The past several weeks I have made a few trips to West Wisconsin. One trip was to University of LaCrosse with Josh to tour campus and the other a business trip to Minneapolis for meetings with leadership from their Behavioral Health System. As I approached the Wisconsin/Minnesota border during each trip, I continued to have the same flood of memories. The trips brought their own scheduling challenges yet my determination to stop at Onalaska Wisconsin mounted. I was on a mission to stop at the visitor center located right on the Mississippi River. The river has many memories of my past. Onalaska is a transition marker between Minnesota and Wisconsin. This passage point has significant meaning in my life on many levels.
A memory of Onalaska was the dozens and dozens of trips we made to Mayo with my Father while he struggled with illness. Some of the trips held promise for recovery while others did not. The purpose of the trips were typically because his condition had worsened. Our hope was that the physicians would find a solution. We would always make the best of the trip, visiting, listening to my Father tell stories during the 5 hour trip while stopping our favorite truck stop restaurants. During each trip we would also stop at the Mississippi at my Father’s insistence.
We would sit on the bench near the river to enjoy the water, crisp fresh breeze in reflection. In those years my Father never stopped talking. He would talk about the past, he enjoyed the present while creating hope for the future. No matter how hard life got he naturally kept faith by emphasizing the sliver lining in life’s struggles. I have been thinking about my Father a lot the past month. I was reminded of a valuable lesson he taught me as a person, a father and a human being. He demonstrated this lesson, not through his words or judgement but by example. The lesson was as simple as his character. His ability to keep faith in the possibilities, never giving up while relentlessly building the spirit of everyone around him.
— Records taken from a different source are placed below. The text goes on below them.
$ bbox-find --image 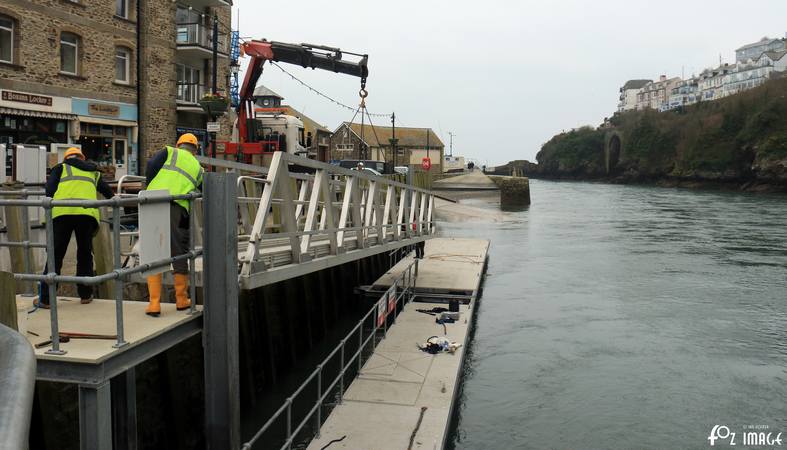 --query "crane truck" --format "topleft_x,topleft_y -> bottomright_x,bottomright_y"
218,40 -> 369,165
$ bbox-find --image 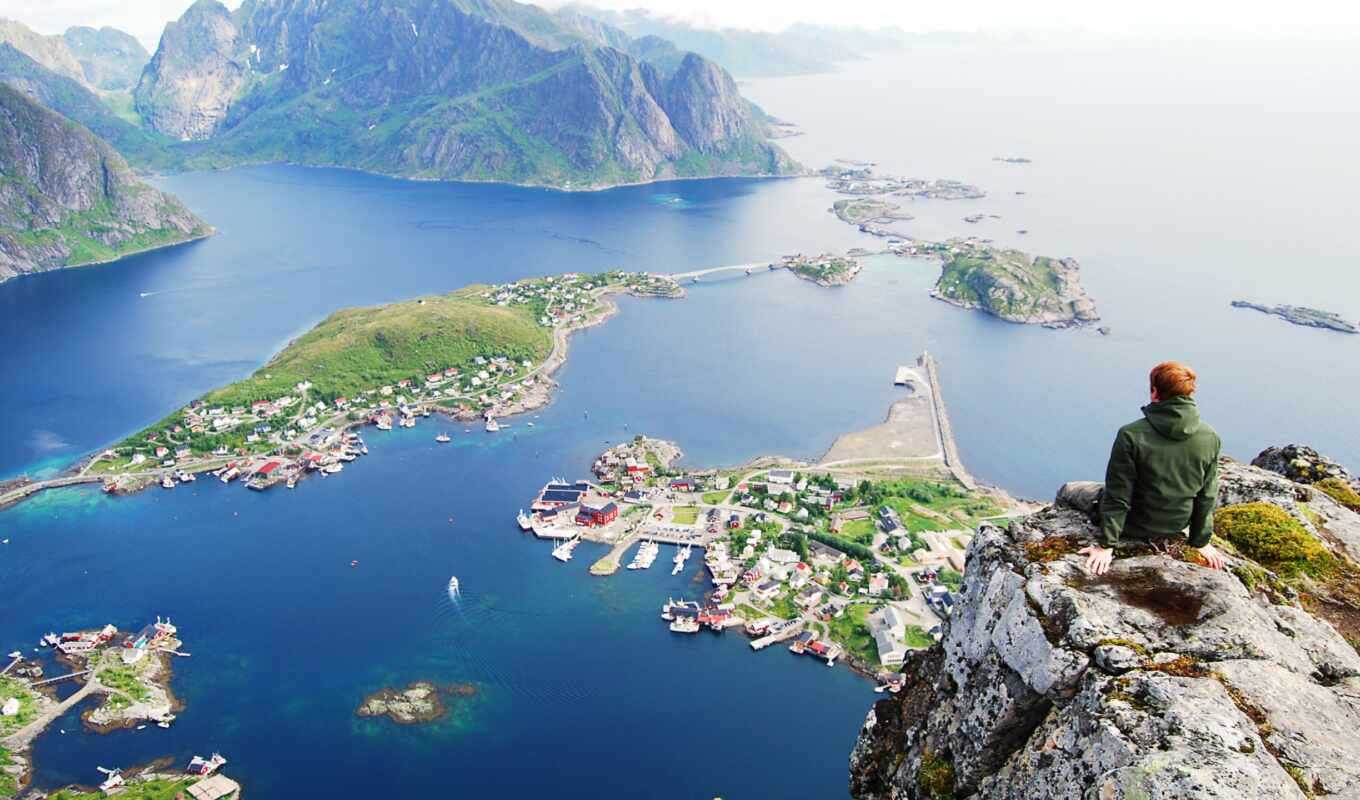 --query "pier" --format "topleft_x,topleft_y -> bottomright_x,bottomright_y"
0,675 -> 107,751
30,669 -> 94,688
921,352 -> 978,491
0,475 -> 103,509
666,261 -> 782,283
751,618 -> 805,650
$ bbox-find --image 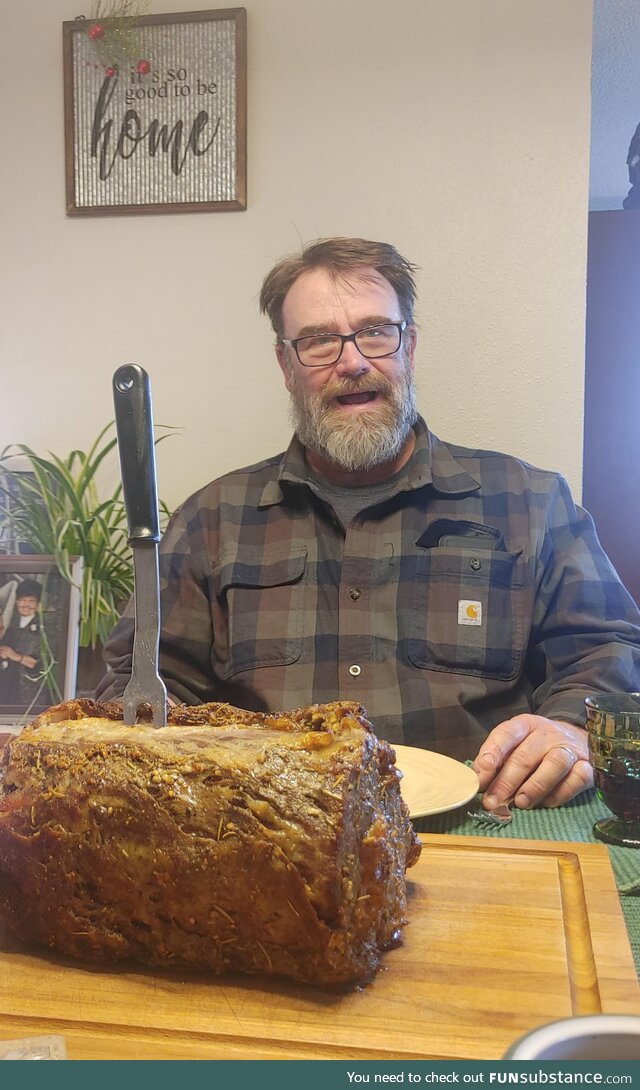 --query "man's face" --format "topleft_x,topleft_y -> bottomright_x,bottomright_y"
276,268 -> 418,472
15,594 -> 38,617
On my trip to the river bank I was eager to revisit our space to discover that it had vanished. It is replaced by cement trucks, bulldozers clearing the path for a new highway. I was sad at first, then quickly recovered because while the bench was gone my memory of the enchanted river bank lives strong in my heart.
The colleague I was traveling with endured my stories of the river, the bench, my hope and confidence in the future. Coincidentally, during dinner the night before our travel, he shared how he thought it was cool that I strengthened the spirit of others.
As I laid awake that evening, I was thankful for that gift from my Father.